For more on this, see Heidi Campbell-Shoaf’s “Who says you are a historian?” – http://march.rutgers.edu/2012/09/12/who-says-you-are-a-historian/
Yes – and also Benjamin Filene’s article in The Public Historian on “passionate histories” and “outsider history-makers” (Winter 2012). The big question for me is “outside of what”? If we see history-making as an activity that is practiced with the highest level of expertise within the (comparatively young) academic profession, then these various “passionate historians” and pop culture figures like Jon Stewart are of course “outsiders.” But if we think of using and exploring the past as a universal and essential part of being in any human culture, then there really isn’t any “outside” – there are just different ways of approaching it, and different kinds of authority-claims (which relate to each other in ways that are endlessly fascinating to think about!).
I agree with Steven. It’s a mistake to persist in defining public history as work done by academically-trained professionals for a public audience. In the digital age, many more people have access to primary sources and are eager to undertake their own interpretations of them using freely-available publishing platforms like blogs and wikis. Some of these interpretations are really interesting and worthy of academics’ and other professional historians’ attention. Other interpretations are worthier of criticism–and that creates new opportunities for the academically-trained public historian to engage with the public.
Isn’t there a difference between the “public practice(s) of history” and “public history/historian”? That Jon Stewart often contextualizes historically his critical comedy, the intent is not to explore the past on its own terms.

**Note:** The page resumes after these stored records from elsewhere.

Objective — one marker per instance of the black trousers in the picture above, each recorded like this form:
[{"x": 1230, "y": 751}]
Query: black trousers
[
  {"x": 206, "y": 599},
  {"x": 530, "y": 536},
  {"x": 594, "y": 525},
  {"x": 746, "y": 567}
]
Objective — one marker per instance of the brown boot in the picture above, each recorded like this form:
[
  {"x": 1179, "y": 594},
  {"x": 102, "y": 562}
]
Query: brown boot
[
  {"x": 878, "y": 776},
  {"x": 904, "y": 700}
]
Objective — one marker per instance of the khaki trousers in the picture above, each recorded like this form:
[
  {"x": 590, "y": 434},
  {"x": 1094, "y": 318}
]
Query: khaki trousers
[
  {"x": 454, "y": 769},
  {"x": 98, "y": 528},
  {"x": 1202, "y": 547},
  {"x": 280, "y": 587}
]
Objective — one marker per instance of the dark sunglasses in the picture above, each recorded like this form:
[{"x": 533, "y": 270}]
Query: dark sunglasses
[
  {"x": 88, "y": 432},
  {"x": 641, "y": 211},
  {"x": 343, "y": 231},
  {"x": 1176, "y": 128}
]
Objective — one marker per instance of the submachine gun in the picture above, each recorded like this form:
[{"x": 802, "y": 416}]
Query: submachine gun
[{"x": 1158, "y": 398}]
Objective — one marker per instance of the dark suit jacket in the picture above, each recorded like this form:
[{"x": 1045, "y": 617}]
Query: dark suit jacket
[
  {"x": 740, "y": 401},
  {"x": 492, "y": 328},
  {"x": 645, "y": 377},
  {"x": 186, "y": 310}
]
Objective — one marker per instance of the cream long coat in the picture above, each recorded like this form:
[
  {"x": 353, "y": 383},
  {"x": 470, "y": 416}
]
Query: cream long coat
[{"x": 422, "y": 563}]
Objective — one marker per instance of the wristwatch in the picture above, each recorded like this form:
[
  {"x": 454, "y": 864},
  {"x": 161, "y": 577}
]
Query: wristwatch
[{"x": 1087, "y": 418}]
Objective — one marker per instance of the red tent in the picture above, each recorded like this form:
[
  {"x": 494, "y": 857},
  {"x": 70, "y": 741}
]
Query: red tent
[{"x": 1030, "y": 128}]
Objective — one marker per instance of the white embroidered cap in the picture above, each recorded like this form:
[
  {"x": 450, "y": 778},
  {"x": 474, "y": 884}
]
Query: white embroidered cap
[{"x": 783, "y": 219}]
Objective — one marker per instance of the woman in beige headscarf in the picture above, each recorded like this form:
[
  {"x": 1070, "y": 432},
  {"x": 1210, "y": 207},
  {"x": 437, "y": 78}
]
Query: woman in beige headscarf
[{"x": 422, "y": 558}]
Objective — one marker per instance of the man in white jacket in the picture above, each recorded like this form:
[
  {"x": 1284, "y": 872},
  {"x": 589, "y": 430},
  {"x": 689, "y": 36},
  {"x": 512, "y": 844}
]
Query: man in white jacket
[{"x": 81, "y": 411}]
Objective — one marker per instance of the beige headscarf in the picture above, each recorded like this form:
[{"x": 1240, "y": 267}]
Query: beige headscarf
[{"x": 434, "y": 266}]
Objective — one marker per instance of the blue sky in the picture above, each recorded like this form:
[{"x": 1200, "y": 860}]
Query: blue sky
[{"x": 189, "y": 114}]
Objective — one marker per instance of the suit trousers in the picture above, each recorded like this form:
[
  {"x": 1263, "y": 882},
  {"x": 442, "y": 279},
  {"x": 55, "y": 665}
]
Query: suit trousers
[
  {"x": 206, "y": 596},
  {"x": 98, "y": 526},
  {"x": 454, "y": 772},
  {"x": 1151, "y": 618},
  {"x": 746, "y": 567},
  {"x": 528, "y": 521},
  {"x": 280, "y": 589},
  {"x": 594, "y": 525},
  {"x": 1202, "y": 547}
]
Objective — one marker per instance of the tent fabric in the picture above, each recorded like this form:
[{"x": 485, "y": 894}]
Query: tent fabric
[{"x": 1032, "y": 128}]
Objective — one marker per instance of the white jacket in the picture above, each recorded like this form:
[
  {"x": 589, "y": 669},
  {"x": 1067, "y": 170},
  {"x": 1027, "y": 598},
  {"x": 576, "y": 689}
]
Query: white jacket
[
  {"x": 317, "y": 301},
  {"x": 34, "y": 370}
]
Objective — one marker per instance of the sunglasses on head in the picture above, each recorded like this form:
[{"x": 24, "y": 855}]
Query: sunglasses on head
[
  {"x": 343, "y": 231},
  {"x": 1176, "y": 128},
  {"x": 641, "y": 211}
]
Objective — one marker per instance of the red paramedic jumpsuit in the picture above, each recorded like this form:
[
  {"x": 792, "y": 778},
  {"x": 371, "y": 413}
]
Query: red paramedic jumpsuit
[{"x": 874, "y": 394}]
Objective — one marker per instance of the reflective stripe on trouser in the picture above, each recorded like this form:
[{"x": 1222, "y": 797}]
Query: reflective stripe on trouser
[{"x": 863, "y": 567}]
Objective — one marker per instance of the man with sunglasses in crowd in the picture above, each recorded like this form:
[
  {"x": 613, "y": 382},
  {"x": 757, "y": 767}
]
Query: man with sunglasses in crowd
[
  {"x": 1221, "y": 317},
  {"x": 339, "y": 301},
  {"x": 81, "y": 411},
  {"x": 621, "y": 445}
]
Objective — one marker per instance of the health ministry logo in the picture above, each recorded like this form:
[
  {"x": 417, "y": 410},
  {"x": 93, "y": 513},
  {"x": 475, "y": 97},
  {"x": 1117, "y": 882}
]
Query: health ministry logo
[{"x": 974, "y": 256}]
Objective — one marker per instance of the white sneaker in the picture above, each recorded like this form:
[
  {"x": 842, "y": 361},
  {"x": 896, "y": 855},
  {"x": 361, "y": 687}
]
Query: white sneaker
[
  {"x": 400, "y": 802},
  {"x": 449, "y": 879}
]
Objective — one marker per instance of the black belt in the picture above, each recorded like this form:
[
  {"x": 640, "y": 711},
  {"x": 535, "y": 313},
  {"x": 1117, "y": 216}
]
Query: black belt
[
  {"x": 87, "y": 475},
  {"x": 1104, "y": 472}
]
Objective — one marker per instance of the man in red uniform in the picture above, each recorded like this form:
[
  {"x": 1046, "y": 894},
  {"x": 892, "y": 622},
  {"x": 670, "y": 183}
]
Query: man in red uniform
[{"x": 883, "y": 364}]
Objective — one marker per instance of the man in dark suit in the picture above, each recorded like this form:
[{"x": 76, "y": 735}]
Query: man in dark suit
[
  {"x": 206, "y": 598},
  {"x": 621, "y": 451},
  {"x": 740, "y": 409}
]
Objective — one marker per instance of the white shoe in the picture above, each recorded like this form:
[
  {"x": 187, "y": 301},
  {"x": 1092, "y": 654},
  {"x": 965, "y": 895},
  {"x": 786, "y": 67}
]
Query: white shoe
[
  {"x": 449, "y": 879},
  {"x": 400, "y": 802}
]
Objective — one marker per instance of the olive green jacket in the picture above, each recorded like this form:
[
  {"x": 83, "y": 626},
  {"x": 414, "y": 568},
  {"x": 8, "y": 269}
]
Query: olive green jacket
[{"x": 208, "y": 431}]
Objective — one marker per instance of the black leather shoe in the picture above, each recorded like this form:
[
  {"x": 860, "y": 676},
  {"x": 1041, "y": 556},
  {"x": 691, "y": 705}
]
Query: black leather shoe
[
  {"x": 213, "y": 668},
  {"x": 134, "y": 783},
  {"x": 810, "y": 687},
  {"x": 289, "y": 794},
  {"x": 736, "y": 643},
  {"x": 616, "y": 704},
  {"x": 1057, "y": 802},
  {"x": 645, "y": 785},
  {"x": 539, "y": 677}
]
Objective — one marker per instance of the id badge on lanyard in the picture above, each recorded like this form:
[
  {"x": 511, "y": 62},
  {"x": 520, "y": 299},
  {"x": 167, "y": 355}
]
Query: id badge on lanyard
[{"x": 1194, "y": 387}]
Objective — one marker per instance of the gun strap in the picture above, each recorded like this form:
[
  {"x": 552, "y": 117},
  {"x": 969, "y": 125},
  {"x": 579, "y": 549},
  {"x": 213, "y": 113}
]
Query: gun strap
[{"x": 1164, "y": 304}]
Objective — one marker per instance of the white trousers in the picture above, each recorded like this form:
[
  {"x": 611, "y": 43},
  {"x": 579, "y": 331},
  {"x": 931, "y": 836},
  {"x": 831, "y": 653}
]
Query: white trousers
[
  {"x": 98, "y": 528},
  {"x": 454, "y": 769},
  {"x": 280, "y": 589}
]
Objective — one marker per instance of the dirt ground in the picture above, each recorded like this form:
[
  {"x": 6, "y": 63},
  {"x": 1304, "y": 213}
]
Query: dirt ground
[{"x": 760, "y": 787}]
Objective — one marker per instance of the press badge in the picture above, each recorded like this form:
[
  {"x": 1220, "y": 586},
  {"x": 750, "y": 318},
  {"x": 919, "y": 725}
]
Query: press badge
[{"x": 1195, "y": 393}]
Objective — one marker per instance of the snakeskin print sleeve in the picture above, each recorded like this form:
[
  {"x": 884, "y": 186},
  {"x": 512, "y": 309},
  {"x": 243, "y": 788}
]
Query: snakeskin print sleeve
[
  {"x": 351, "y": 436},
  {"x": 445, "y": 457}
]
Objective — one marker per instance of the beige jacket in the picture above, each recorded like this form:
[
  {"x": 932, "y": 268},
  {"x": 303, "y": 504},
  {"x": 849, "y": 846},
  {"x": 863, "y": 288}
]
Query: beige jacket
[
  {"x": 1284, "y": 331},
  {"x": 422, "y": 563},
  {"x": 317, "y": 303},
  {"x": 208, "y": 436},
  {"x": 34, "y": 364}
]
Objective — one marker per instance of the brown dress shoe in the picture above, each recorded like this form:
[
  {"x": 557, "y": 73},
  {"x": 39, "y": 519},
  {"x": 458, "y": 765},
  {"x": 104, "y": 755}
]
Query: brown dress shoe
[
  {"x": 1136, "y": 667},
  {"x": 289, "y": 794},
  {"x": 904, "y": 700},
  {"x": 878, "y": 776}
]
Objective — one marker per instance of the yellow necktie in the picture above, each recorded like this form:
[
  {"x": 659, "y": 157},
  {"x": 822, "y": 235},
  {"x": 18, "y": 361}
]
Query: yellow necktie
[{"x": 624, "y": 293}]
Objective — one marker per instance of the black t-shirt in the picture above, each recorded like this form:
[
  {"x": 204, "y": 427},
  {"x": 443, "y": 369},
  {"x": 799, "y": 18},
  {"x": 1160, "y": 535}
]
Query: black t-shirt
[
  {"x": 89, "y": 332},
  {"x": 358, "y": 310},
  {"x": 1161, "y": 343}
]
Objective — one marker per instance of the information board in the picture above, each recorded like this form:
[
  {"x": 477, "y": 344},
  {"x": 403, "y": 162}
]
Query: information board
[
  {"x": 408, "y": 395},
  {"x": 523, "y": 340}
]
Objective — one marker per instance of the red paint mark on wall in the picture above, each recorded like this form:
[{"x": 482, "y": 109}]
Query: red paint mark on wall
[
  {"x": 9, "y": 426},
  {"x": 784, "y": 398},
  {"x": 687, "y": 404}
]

As an interdisciplinary scholar trained in material culture and as a former tenured type in a history department and now in a temp job as a museum curator, I’m more concerned about Edward Ayers’ statement in the New York Times: “A historian, Mr. Ayers added, is simply someone who has interesting things to say about the past, and can point to the documentary record to prove them.” If historians cannot get past the idea of the document as paramount, the “big tent” ideal of historical practices won’t ever be realized.
The debate that this has engendered is fantastic! Thank you, Steve Lubar, for making several points that I’ve been honestly hesitant to make myself. The “big tent” idea is part of what draws me to public history and reminds me of the excitement of reading Roy Rosenzweig and David Thelen’s The Presence of the Past, which very humanely acknowledged that history-making goes on in people’s lives in a variety of ways that are amateurish but passionately pursued. In my humble opinion, public history is best when it helps people understand how the world around them got to be the way it is, and that can happen through many formats. In my mind, no historian has written a better explication of contemporary American urban politics than David Simon in The Wire or a more insightful look into the changes in radical politics between the Old and New Left than E.L. Doctorow in The Book of Daniel. Is it possible to see public history, then, as including seriously engaging with such texts as well as the activities of professional historians? I think that doing so would only strengthen the field.